I don’t think kids suck, but I knew that that would grab your attention and make you think, “man why does he think kids suck?”

Kids don’t suck. They’re actually pretty damn amazing, but what sucks is that you constantly have to teach them lessons and remove any feelings that you may have.

Let me explain why:

1. My kid literally took my heart and ripped it out of my body on Christmas night.

But she was probably unaware of that, which is actually pretty nice.

She came over, I made it magical for her, I put music on, I lit candles.

All her presents from Santa and myself were under the tree.

It was beautiful. And then she did her thing that she normally does.

She says, “let’s call mom and get it over with.”

Her words, not mine.

She called me. After about four or five minutes she started melting down. My poor little girl has had the flu. She’s had it non-stop. She started getting really upset, and saying why am I always sick. When am I ever going to get better. And she just got all emotional. And it was beautiful to watch and beautiful to see. I knew what was coming next. Mom would be over at my house picking her up, or I’d be dropping her back off, which is something I don’t really think should have happened, but it’s the way she’s been conditioned, and that’s the way we’ve been doing things to this point.

Her mom was wonderful. She tried many ways to get her to soothe her so she didn’t come over and allow us to have our Christmas time together.

But my daughter was melting, and basically after about 10 minutes of melting I had nothing to do but just give in and allow her mom to come over.

2. Kids will make you really angry.

And there’s nothing you can do to tell them that.

She was whispering on the chair to her mother. I knew exactly what she was whispering. Ready to tell daddy she was leaving.

Her mom was slowly packing up her two American Girl dolls — what kid needs two American Girl dolls, I’m not quite sure, but then again what kid needs 100 stuffed animals?

She then looked at me and said you do take care of me daddy too, but it’s not our day.

Well, technically it was our day, it was our Christmas, and our Christmas is now officially over.

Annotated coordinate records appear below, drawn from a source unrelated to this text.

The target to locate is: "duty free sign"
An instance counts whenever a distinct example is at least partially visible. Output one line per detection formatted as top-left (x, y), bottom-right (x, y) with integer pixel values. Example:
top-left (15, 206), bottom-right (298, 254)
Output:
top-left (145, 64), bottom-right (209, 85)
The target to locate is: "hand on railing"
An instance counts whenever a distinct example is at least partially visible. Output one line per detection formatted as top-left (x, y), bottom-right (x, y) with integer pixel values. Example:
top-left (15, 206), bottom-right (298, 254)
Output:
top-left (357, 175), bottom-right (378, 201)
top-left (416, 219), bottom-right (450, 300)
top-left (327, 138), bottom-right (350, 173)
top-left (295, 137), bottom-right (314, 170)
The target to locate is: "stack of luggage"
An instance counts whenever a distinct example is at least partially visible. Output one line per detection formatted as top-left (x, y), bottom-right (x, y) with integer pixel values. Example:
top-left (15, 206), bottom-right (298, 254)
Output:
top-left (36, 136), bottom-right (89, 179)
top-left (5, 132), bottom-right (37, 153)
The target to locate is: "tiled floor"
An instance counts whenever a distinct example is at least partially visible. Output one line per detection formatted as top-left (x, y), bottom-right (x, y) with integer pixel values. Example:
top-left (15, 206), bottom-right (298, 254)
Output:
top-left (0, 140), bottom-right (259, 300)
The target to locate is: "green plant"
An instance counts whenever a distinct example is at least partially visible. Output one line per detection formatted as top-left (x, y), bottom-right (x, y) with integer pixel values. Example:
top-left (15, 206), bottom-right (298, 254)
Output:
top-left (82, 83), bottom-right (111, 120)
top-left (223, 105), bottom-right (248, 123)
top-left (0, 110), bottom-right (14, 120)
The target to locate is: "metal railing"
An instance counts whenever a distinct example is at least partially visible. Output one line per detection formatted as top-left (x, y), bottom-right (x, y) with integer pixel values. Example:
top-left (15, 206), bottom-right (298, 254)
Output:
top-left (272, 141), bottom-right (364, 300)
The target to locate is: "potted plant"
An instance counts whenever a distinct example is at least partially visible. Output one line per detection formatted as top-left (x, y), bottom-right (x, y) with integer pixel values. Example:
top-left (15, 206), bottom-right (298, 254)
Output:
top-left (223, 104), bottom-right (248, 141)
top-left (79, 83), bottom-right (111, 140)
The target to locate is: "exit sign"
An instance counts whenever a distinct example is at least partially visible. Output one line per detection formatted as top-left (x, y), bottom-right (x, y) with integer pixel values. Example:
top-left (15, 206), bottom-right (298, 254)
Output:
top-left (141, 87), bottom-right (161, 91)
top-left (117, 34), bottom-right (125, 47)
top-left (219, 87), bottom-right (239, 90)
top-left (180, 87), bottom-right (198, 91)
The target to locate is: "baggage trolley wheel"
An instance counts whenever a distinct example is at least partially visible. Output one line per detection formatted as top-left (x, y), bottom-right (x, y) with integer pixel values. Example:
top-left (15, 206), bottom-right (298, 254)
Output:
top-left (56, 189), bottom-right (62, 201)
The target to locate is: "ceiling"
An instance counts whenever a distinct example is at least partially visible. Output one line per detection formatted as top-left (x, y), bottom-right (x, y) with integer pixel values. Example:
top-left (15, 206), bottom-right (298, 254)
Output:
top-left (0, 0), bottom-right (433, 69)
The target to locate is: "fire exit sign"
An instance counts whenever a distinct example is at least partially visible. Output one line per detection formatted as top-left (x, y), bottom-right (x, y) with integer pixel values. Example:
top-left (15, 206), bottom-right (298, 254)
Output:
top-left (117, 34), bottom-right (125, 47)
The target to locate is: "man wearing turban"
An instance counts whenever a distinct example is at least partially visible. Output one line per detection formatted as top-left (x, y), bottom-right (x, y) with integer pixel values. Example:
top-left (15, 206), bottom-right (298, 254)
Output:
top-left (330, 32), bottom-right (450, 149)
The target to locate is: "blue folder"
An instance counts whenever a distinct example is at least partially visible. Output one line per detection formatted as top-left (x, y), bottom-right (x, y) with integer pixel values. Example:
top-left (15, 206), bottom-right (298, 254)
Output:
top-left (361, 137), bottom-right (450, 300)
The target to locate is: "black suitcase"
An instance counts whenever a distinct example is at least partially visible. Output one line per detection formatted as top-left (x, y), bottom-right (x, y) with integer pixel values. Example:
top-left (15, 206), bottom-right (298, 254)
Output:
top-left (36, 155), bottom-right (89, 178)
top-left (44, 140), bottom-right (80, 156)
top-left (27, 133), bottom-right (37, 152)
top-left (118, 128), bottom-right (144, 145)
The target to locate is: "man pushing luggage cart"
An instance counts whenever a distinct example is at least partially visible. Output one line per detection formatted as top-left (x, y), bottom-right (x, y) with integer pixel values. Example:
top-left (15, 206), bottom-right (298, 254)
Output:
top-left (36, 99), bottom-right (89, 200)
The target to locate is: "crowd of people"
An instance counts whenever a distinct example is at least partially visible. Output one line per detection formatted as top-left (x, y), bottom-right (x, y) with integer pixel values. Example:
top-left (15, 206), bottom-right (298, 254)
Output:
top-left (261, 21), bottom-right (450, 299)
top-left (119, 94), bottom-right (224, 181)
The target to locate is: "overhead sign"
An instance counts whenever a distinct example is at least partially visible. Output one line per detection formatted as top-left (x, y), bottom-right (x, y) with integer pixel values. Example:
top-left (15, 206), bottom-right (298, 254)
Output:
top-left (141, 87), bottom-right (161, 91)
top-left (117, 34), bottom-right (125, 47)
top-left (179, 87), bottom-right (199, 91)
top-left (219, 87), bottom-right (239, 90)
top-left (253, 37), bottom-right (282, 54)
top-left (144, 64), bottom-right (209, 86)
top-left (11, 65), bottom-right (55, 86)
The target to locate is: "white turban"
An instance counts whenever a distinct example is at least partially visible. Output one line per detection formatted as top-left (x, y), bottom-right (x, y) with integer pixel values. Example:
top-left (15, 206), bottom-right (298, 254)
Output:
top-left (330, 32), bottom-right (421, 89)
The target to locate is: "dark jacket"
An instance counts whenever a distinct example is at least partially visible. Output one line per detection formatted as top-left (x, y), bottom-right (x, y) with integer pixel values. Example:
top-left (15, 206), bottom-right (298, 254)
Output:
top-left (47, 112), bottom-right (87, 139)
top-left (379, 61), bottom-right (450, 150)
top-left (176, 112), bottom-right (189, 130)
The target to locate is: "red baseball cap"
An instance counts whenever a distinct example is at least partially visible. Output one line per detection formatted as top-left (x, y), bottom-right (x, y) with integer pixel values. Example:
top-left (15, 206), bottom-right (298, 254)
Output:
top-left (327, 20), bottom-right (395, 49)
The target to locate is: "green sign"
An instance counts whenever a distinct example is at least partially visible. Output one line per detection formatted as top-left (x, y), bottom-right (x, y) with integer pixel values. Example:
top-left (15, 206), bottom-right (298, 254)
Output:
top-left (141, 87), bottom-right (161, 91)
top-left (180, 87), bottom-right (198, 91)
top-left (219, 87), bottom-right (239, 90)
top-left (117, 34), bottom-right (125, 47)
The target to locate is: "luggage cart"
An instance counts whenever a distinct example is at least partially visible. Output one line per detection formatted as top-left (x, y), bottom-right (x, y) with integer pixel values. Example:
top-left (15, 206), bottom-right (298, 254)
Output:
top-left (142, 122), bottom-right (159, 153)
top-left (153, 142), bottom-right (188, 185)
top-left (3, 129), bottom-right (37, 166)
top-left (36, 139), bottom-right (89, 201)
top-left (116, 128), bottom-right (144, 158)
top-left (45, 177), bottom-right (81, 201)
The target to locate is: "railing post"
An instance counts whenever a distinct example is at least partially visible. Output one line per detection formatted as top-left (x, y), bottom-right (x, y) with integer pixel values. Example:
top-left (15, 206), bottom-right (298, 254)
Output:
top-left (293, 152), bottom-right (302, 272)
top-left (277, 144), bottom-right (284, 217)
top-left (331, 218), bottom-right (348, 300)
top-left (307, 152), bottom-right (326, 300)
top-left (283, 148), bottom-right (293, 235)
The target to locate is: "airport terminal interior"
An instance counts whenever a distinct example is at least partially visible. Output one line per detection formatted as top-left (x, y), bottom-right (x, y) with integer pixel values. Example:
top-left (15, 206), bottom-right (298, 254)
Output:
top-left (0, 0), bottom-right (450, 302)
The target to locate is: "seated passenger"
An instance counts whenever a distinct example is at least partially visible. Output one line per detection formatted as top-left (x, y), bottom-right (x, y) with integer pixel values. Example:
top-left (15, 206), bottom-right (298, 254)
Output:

But I didn’t say that, of course. And there was nothing I could do.

Which leads us to:

3. Kids are going to get you so upset, there’s nothing you can do.

You can’t rationalize and talk to them until they get older. You can’t explain anything to them. Well, my daughter was feeling really sad. She goes, I just want my family together.

Well, my ex and I are not family. My ex is actually living with somebody else, and we’re not family, but in my daughter’s eyes we will always be family. I could explain it to her and tell her that mommy’s with another man and daddy is by himself, and we have two separate families, which I’ve done. But it doesn’t mean it’s going to register in the mind of a beautiful little emotional six year old.

Christmas to me was over. And I have never been a big holiday person. I do holidays because I have a beautiful little girl.

So, in her room, we created this absolutely gorgeous Christmas village. I took it down. Trying to move forward. Christmas was over. It didn’t work out the way it supposed to work out.

I’ve never been a fan of leaving decor up. It had been up since Thanksgiving, and as far as I’m concerned it should come down on Christmas. Christmas is over. I never understood people that leave their trees up for three or four weeks after the holidays. Put them up at Thanksgiving, take them down Christmas night. Make it a tradition. It would have been a tradition if my daughter didn’t bail out on me. She’ll probably be confused when she sees her room, and it’s not the way it used to look, but I took her Christmas presents and turned it into a new type of village, so I’m sure she’ll be equally as happy that I spent time kind of creating that for her.

Kids suck, man. They’re going to pull your hearts like nobody else ever does, and you have to realize that. Once you realize that it’s all about them, and it’s not about you, it can soothe yourself. Make yourself feel better. Save the big conversations for when they’re ready.

One thing my daughter never said was thank you. So I have to re-teach her that.